Minha mente permaneceu aturdida, mas sua resposta me deixou ainda mais sem jeito. Senti no tom de sua voz que aquelas palavras não saíram da boca para fora. Foram palavras sinceras e gentis.
— Não se incomode com isso... — disse ao me levantar abruptamente. — Eu que devo pedir desculpas.
— Mas, Shiroyama. Você não deve se sentir deste jeito... — Yonagi levantou o rosto e me respondeu de maneira mais séria.
— Hein? Como assim?
— Shiroyama, isso não é algo para se envergonhar e muito menos de se esconder... — expressou Yonagi, suavemente. — Não sei o que passou quando era mais novo, mas nunca julgaria uma pessoa pela sua aparência exceto se ela mesmo não se importasse com isso e se julgasse como a melhor pessoa do mundo.
— Acho que isso é um senso comum...
— Você pode ter esses olhos mortos, mas seu rosto não é assim. Não deixe que uma máscara defina como deva agir e nem como precisar ser para ter seus objetivos.
Não consegui evitar minha surpresa.
Afinal... como ela mesma disse que era uma das alunas com notas altas naquela escola, não seria surpreendente se tivesse um ego grande ou algo assim. Era o que normalmente se esperaria de alguém com alto status, não é?
Por essa razão sua ternura me atingiu profundamente. Por causa do susto da queda não reagi de imediato e neste instante pegou em minha mão, dizendo:
— Imagino que deva ser algo muito difícil para você, então vamos manter isso em segredo. Desculpa se acabei sendo presunçosa sobre o que disse antes. Daqui em diante, nossos lados vulneráveis ficarão em segredo... — pontuou ela, curvando a cabeça. — Ambos temos razões de procurarmos o que deva ser melhor, certo? Algo que seja importante.
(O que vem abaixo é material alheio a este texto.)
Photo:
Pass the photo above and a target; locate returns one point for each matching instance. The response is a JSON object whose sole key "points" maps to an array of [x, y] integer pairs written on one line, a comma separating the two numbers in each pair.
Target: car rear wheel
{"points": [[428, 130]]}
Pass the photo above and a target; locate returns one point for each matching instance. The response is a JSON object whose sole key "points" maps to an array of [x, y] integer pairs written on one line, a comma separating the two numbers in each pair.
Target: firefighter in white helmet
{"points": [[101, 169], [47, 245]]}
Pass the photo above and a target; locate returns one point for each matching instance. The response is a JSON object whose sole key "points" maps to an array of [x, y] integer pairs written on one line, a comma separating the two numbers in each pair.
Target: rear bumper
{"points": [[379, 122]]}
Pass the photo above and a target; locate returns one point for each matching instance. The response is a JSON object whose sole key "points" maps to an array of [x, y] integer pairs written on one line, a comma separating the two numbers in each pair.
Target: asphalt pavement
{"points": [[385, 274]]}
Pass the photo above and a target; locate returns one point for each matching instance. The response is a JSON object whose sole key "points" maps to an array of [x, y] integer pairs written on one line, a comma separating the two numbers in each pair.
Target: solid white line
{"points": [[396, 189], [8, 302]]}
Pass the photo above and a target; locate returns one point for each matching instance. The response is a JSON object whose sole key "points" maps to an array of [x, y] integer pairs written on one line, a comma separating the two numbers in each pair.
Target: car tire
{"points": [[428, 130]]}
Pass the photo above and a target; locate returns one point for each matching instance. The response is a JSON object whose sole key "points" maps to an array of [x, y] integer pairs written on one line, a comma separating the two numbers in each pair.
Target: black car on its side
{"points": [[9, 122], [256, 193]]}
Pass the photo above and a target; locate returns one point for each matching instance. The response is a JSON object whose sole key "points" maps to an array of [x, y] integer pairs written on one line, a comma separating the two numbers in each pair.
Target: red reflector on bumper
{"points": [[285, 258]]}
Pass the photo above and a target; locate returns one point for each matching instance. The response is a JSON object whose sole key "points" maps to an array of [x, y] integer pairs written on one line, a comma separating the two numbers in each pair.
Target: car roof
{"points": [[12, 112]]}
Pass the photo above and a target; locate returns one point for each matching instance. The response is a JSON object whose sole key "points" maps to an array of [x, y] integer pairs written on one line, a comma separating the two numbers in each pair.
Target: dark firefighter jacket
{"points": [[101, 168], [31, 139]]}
Não consegui responder, então apenas acenei a cabeça e coloquei minha máscara novamente.
Então, ela não costuma mostrar aquele lado dela aos outros com frequência?
Perto da porta, acenei uma despedida e saí dali rapidamente.
Por que tive que me despedir?
Cocei a nuca pela raiva... não, não foi raiva. Meu rosto corou pela vergonha de deixar uma garota na biblioteca me esperando sem perceber e de enxergar o que há em meu coração. Conferi o relógio do celular e me veio um alívio por ter finalizado os deveres bem antes do horário do clube terminar. Atravessei o hall após trocar os sapatos com ferocidade, torcendo para que ninguém me visse naquele momento.
— Ainda bem...
Pelo pôr-do-sol que cobria o ambiente de laranja pelo pátio, agradeci baixinho transparecendo o rosto da cor daquele mesmo céu.
— Ainda bem que ela não me viu fazendo essa cara ridícula...!
O fato de estar aliviado por aquela garota não ter visto meu rosto corado em vez da minha deformação era motivo suficiente para saber que não estava pensando direito no que aconteceu.
Fui para casa com um gosto ruim na boca e uma sensação de puro desgosto próprio. Podia ter percebido aquilo antes, mas acabei baixando a guarda.
Prometi a mim mesmo que na próxima vez não cometerei um erro como aquele. Não apenas de ter negligenciado minha percepção, mas também para o fato de saber distinguir as pessoas pelos que são de verdade.
Eu realmente não notei o quanto Yonagi me analisou naquele dia.